I'm stuck on transforming this equation and am not sure where to begin. I know I need to define $x$ as some multiple of $u$ and somehow cancel the coefficient of the $x^2$ term but am not sure how to do it! Any help appreciated :)
Write the following in the form of $(u')^2=u^3 + au + b$, with $a$, $b$ constants?

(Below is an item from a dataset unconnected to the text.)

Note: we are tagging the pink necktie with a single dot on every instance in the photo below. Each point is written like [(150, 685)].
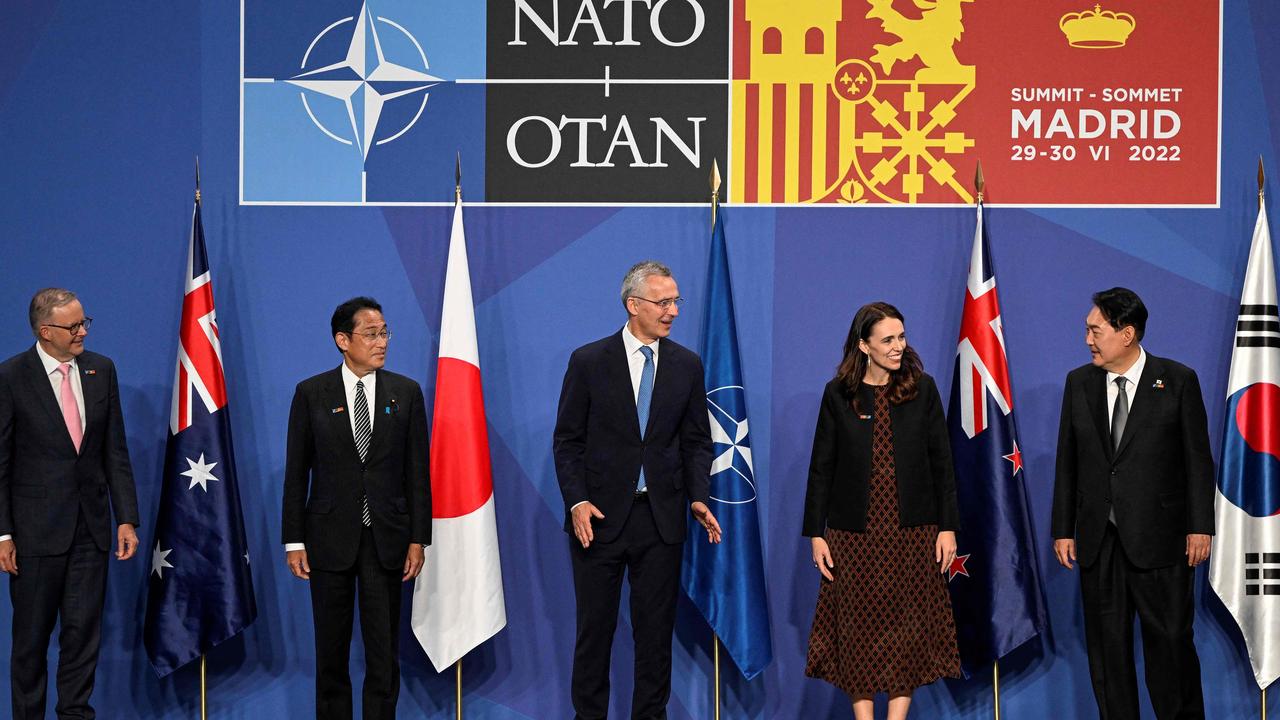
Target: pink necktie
[(71, 411)]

$$x'^2+\frac{g}{l}x^3+cx^2+\frac{g}{l} x=0$$
$c$ is a constant of integration from a previous part of the question.
Let $x=kv$. Then:
$$k^2v'^2+\frac{g}{l}k^3v^3+ck^2v^2+\frac{g}{l}kv=0$$
$$v'^2=-\frac{g}{l}kv^3-cv^2-\frac{g}{lk}v$$
So $k=-\frac{l}{g}$, giving:
$$v'^2=v^3-cv^2+\frac{g^2}{l^2}v$$
Now let $v=u+r$, giving:
$$u'^2=u^3+3u^2r+3ur^2+r^3-cu^2-cr^2-2cur+\frac{g^2}{l^2}(u+r)$$
We want the coefficient of $u^2$ to be $0$ (i.e $3u^2r=cu^2$).
Thus $r=\frac{c}{3}$.
The cubic then has the form $u'^2=u^3+au+b$:
$$u^3+(\frac{g^2}{l^2}-\frac{c^2}{3})u+(\frac{g^2c}{3l^2}-\frac{2c^3}{27}),$$
where $a=(\frac{g^2}{l^2}-\frac{c^2}{3})$ and $b=(\frac{g^2c}{3l^2}-\frac{2c^3}{27})$.